Secondary Polycythemia and the Risk of Venous Thromboembolism (VTE) Among Hospitalized Patients in the United States

Introduction:The prevalence of secondary polycythemia is on the rise due to increasing prevalence of obesity, sleep apnea and other chronic cardiopulmonary diseases. While polycythemia vera is well known to increase the risk of VTE, the impact of secondary polycythemia on the development of VTE is less clear.

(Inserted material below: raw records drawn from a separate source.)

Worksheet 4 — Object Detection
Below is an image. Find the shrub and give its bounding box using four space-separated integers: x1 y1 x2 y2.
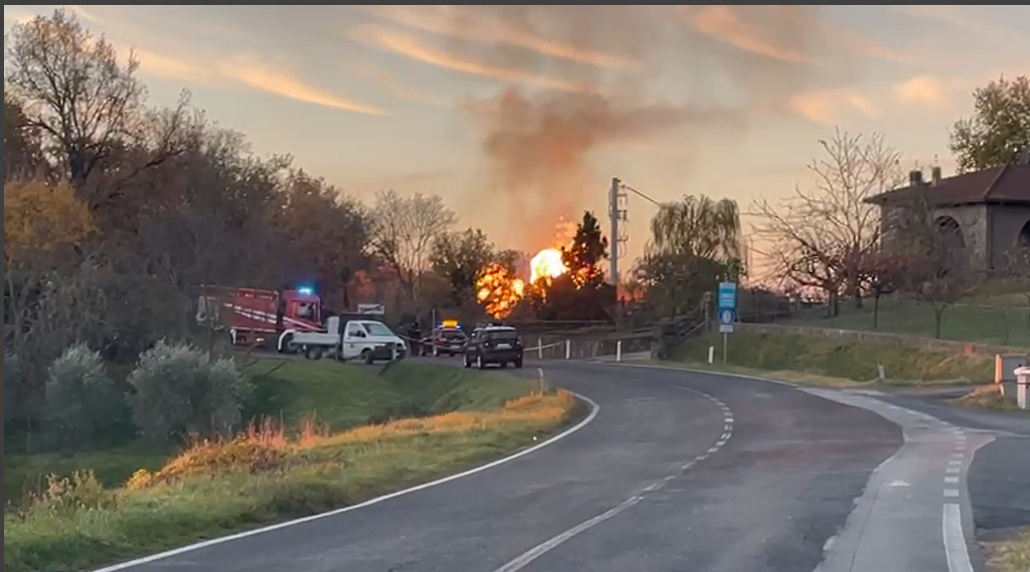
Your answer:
43 344 123 445
129 341 252 441
3 346 22 423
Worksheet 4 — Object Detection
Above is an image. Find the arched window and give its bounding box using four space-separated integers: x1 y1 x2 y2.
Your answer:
934 216 965 248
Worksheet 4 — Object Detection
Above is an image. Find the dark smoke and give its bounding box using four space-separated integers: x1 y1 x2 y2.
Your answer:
442 6 818 245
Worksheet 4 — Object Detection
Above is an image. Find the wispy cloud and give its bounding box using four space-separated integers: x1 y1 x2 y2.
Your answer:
787 89 881 125
218 57 386 115
365 5 641 70
894 75 951 106
351 62 453 107
679 5 817 64
348 24 589 92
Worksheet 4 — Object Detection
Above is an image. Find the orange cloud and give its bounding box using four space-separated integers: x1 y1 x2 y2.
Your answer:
218 57 386 115
358 5 641 70
348 24 589 92
787 89 880 125
352 62 452 107
679 5 817 64
894 75 950 105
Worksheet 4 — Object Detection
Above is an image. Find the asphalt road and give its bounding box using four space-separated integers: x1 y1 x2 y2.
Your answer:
104 364 918 572
881 396 1030 534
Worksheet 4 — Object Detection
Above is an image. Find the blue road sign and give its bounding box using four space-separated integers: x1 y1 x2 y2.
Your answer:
719 282 736 310
719 308 736 326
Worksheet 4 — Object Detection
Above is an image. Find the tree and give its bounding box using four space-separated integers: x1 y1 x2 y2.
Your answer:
755 130 902 316
430 229 494 307
3 92 43 181
951 75 1030 172
279 170 369 309
561 211 608 290
4 9 146 187
637 196 743 315
529 211 615 321
371 191 457 305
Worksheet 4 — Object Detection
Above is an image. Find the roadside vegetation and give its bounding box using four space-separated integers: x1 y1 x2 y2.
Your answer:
4 360 577 572
988 530 1030 572
674 332 994 386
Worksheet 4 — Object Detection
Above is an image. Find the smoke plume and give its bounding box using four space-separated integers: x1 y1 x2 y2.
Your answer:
401 6 836 245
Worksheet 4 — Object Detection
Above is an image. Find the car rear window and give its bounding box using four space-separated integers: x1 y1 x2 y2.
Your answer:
486 330 518 341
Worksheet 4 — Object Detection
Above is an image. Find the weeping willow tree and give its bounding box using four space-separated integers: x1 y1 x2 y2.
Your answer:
637 195 745 315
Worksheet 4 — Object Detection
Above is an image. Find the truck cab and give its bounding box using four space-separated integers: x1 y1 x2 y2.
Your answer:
279 315 407 364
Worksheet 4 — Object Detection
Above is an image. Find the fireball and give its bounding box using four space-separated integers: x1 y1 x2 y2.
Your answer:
476 264 525 319
529 248 569 283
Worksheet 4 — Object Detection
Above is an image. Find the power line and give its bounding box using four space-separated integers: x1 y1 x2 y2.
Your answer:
622 182 662 206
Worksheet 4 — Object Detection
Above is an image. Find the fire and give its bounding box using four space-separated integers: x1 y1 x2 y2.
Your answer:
476 264 525 319
529 248 569 283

Methods: We utilized the Nationwide Inpatient Sample (NIS) database to identify all adults ≥18 years with secondary polycythemia (ICD-9-CM code 289.0) diagnosed during 2011. NIS is the largest all-payer inpatient database in the US that captures about 20% of all US hospitalizations. The outcome of interest was acute VTE identified using corresponding ICD codes for DVT or PE. We also identified the presence of the following confounding factors: malignancy, venous catheterization, long bone fracture, infection, trauma, mechanical intubation, congestive heart failure (CHF), pregnancy, length of hospital stay >5 days, stroke and prior history of VTE. Multivariate logistic regression was used to assess the impact of secondary polycythemia on the occurrence of VTE controlling the above confounding factors. Multicollinearity was assessed using variance inflation factor (VIF). All p-values were 2 sided, and the level of significance was chosen at 0.05. Statistical analysis was done using STATA 13.0 (StataCorp, College Station, TX) taking into account the complex sampling design of the database.

Results: A total of 3,972 hospitalizations with a primary or secondary diagnosis of secondary polycythemia were identified out of a total of 6,840,854 hospitalizations. Concurrent diagnosis of VTE was seen in 4.8% of patients with secondary polycythemia (n=190) as opposed to 2.3% of patients without secondary polycythemia (n=161,122) (odds ratio, OR 2.07; 95% confidence interval, CI 1.75-2.45; p value <0.01). In a multivariate analysis, secondary polycythemia continued to have a significantly greater risk of concurrent VTE (adjusted OR 1.87; 95% CI 1.58-2.22; p value <0.01) after adjusting for confounders including age, stroke, malignancy, infection, history of VTE, long bone fracture, trauma, CHF, pregnancy, mechanical intubation, nephrotic syndrome and hospital stay >5 days. No evidence of multicollinearity was noted in the final regression model (maximum VIF of 1.13).

Conclusion:

Within the limitations of the study design, our retrospective study indicates an independent association between secondary polycythemia and VTE in patients admitted in the hospital, however, this does not imply causality. Further, our study does not answer whether the use of therapeutic phlebotomy reduces the risk of VTE in patients with secondary polycythemia.